Figure 1. Phenol-soluble modulins have structural similarities and strongly interact with synthetic lipid membranes.

(a) Sequences of PSMγ and PSMδ, highlighting tryptophan in PSMγ. (b) Helical wheel plots show sequestration of hydrophobic residues for PSMγ, PSMδ, and LL-37. Circular dichroism spectra of 20 μm PSMδ (c) or PSMγ (d) in the presence and absence of 1 mm of 2:1 POPC/POPG lipid vesicles in 20 mm potassium phosphate buffer, pH 7.3, show an α-helical structure and structural changes of PSMδ and PSMγ in the presence of lipid vesicles.

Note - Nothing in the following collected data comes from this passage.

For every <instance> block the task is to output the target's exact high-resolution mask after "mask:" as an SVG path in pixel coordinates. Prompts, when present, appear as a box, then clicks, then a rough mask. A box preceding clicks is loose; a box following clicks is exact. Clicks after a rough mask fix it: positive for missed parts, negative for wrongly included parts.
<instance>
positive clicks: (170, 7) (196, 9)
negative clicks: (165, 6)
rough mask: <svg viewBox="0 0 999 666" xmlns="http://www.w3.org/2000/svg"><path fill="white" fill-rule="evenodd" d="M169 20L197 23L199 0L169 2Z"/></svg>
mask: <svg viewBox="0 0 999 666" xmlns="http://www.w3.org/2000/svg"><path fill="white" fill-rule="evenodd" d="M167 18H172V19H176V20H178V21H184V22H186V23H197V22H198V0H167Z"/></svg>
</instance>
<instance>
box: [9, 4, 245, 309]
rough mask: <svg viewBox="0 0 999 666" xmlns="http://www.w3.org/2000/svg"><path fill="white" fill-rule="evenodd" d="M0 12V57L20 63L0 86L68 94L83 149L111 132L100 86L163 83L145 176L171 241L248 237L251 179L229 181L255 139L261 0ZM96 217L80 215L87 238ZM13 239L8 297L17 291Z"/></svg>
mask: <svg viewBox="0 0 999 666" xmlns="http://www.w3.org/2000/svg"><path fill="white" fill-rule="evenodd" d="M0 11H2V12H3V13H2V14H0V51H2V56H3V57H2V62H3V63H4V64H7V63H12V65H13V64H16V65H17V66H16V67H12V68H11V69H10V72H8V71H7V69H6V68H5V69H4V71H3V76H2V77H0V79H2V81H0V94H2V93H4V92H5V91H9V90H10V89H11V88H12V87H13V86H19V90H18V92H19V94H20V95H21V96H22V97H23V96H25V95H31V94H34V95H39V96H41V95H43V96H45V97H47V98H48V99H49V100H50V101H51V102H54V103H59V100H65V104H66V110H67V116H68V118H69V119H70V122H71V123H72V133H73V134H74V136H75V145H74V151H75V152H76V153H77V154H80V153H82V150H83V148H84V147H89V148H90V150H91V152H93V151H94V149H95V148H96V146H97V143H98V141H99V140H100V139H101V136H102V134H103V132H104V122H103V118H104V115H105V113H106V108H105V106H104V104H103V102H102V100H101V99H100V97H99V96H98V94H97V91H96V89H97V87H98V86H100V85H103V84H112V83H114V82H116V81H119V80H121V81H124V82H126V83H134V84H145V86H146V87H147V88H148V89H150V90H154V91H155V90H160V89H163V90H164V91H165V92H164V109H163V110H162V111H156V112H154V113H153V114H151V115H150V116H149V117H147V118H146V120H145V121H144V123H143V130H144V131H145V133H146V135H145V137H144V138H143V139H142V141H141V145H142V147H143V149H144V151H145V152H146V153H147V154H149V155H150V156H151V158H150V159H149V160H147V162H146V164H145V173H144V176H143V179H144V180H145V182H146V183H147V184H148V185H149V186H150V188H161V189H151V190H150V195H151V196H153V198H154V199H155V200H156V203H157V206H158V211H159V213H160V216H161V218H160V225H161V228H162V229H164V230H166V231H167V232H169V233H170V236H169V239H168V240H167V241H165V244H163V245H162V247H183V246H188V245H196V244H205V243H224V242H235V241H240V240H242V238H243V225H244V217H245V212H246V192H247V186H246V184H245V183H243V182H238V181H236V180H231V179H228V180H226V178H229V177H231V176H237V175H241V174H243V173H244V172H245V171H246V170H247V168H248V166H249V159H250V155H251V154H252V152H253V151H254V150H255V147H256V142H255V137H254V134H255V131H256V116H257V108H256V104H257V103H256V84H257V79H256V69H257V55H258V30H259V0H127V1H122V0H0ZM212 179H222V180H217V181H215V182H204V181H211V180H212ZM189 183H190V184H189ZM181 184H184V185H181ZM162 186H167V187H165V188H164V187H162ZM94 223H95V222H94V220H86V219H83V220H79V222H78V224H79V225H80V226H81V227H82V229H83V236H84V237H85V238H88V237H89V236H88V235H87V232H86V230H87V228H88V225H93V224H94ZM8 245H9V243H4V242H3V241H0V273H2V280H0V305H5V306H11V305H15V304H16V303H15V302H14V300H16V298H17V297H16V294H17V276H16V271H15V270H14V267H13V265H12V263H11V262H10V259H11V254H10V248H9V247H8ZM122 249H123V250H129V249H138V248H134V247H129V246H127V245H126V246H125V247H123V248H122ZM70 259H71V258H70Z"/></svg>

Tryptophan fluorescence spectra of PSMγ in the presence and absence of 1 mm of 2:1 POPC/POPG vesicles in 20 mm potassium phosphate buffer, pH 7.3 (e), or in the presence of 5.5 M urea (f). (g) Table displaying the maximum emission wavelength of PSMγ’s tryptophan. POPC/POPG vesicles in 20 mm of potassium phosphate buffer, pH 7.3 (Kpi), cause a blue shift in the tryptophan’s maximal emission indicating an embedment of PSMγ in the lipid membrane.